Sometimes it's hard to be a feline,
Giving all your fluff to just one comb...


----------



## PhoebeDuck (6 mo ago)

Can Greedy Cat teach Idiot Calico basic grooming skills??? I've had to shave mats off Idiot Calico twice. Her equally long haired sister (Sassafras, Killer of Small Things), has never had an issue with keeping herself properly coifed. Greedy Cat would have my eternal gratitude if he could show Idiot Calico a thing or two.


----------



## cowpony (Dec 30, 2009)

Greedy Cat is not particularly adept at self grooming. Being a very well padded cat, he has some trouble reaching some areas. Being greedy, he steals any dog food left in the bowl. Galen pushes him out, but Ritter will let him share.


----------



## PhoebeDuck (6 mo ago)

cowpony said:


> Greedy Cat is not particularly adept at self grooming. Being a very well padded cat, he has some trouble reaching some areas. Being greedy, he steals any dog food left in the bowl. Galen pushes him out, but Ritter will let him share.

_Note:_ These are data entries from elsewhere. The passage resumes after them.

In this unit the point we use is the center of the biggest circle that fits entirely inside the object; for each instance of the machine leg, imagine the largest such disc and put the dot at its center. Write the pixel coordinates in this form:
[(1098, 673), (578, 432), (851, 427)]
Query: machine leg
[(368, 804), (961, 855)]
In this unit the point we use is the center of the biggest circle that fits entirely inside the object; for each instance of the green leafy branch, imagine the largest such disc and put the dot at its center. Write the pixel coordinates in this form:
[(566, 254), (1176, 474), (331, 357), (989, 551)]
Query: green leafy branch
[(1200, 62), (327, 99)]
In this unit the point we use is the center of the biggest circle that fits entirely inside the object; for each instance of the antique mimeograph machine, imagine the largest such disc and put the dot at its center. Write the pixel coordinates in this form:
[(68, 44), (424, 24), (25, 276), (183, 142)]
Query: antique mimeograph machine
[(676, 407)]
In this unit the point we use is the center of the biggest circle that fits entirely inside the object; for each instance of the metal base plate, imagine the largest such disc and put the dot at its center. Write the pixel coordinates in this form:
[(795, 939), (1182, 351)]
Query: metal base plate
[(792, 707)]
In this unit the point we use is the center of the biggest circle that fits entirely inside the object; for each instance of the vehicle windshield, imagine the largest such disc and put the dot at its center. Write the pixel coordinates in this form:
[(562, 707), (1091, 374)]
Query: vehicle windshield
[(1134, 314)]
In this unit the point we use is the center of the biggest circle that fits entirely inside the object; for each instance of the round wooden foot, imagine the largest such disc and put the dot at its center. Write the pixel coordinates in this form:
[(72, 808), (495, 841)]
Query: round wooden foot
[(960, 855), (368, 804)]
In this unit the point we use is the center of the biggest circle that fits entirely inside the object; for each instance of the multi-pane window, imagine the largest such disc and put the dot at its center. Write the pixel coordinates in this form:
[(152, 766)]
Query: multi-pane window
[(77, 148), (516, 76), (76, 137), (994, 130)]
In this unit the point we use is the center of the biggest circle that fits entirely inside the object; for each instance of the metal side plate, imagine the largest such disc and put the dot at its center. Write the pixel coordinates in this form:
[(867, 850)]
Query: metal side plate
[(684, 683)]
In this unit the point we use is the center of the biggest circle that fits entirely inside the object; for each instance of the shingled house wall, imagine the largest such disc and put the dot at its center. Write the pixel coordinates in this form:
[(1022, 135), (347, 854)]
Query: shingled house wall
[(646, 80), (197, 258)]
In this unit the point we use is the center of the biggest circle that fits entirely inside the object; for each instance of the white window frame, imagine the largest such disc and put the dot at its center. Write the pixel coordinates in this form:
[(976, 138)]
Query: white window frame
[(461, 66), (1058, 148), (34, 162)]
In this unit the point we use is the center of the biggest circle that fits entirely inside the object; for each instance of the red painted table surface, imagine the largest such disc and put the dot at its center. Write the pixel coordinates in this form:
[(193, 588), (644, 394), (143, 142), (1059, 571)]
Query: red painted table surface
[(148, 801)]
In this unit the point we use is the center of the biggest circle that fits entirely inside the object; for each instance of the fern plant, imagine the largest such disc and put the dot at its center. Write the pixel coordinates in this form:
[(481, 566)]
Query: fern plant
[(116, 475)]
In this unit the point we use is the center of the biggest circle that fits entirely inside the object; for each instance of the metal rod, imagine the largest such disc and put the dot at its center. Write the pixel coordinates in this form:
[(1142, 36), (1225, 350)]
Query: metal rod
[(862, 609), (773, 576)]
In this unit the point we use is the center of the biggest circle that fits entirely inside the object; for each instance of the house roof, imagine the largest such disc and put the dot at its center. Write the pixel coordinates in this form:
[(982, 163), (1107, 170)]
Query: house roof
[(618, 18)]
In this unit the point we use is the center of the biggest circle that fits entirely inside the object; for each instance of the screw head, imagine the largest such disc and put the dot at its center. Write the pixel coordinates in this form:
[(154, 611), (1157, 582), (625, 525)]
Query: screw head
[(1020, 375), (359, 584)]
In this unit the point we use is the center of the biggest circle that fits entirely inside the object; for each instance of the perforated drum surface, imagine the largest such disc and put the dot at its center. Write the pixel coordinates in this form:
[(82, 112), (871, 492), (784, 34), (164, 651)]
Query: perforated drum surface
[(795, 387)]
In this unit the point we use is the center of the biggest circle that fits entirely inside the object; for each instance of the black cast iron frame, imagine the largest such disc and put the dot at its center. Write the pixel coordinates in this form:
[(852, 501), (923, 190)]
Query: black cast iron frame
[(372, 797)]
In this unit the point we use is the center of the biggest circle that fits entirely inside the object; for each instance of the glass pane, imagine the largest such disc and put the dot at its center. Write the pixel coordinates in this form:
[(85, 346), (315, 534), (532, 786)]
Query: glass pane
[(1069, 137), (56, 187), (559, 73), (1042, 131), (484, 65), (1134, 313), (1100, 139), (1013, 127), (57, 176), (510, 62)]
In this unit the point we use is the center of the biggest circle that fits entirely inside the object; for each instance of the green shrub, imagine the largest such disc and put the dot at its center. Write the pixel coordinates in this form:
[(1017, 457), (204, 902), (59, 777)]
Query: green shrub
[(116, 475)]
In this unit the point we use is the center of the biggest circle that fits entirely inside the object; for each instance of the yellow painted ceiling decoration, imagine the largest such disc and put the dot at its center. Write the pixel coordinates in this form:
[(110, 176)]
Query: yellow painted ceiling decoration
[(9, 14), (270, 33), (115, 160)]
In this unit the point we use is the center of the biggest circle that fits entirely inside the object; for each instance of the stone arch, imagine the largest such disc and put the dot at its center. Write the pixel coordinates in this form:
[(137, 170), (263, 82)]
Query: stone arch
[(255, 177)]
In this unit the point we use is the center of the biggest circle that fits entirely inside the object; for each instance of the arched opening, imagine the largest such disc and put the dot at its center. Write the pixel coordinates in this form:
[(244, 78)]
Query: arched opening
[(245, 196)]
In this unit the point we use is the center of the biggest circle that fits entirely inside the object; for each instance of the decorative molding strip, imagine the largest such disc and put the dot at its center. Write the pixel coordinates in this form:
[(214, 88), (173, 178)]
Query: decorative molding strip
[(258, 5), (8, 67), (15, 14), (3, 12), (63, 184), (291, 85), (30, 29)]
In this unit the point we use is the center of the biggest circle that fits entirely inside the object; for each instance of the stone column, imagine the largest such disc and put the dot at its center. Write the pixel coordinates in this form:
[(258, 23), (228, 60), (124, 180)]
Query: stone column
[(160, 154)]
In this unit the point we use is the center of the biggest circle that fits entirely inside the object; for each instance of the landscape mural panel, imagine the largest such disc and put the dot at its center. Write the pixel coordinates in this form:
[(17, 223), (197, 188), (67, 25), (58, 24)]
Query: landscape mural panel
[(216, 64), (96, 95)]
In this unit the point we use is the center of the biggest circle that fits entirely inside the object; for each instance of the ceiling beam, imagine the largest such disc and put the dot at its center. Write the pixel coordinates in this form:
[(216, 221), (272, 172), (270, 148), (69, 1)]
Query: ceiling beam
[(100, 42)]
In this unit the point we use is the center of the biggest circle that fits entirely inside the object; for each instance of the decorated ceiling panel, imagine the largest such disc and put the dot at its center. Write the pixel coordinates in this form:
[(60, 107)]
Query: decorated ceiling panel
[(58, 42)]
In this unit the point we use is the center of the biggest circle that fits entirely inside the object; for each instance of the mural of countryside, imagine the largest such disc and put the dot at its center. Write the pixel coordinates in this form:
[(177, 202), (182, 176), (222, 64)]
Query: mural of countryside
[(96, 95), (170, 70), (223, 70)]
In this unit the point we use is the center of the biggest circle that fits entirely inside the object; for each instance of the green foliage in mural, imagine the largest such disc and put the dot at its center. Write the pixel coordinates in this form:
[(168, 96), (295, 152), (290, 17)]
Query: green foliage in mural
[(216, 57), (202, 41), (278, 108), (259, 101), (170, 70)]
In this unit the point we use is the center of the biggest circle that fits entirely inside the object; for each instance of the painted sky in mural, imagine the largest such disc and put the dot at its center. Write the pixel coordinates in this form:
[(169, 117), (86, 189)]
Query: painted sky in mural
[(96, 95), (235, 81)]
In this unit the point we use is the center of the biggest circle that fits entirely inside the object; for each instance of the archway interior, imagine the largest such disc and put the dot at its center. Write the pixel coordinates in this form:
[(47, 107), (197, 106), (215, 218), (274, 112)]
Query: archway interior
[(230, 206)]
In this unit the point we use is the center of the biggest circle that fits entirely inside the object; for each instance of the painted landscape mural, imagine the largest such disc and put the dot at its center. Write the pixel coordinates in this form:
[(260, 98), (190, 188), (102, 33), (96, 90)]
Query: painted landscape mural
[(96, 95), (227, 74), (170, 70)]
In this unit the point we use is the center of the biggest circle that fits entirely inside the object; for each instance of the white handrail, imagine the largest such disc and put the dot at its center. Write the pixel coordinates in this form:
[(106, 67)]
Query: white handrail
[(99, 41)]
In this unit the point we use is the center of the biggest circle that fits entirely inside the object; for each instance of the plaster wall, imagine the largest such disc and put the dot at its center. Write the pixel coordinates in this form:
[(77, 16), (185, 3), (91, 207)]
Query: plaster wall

Ritter is a very giving pup! Galen is old enough to know better, I think. 😁


----------



## PhoebeDuck (6 mo ago)

cowpony said:


> Greedy Cat is not particularly adept at self grooming. Being a very well padded cat, he has some trouble reaching some areas. Being greedy, he steals any dog food left in the bowl. Galen pushes him out, but Ritter will let him share.


Hey, Greedy Cat!!!

Look at the size of the stick mom had to cut out of my fur this morning! It has thorns on it and everything! She mumbled something about stupid so& so's that don't know to stay out of thorny bushes. I didn't even know that thing was back there!!! I thought she was gonna try to cut off my tail.

Your compatriot in grooming woe,
Idiot Calico


----------



## BBVidya (6 mo ago)

Greedy cat makes me remember my old cat, a dilute tabby cream colored with beautiful stripes. He would groom his tail until every hair was resplendent and gleaming, and pose so proudly, as if to say, “Look at me!”—but the rest of him was filthy, cobwebs in ears, car grease down his back. Obviously this was a serious grooming oversight! 
He was a real character and a joyful delight until someone stole him. I hope he got a good home.


----------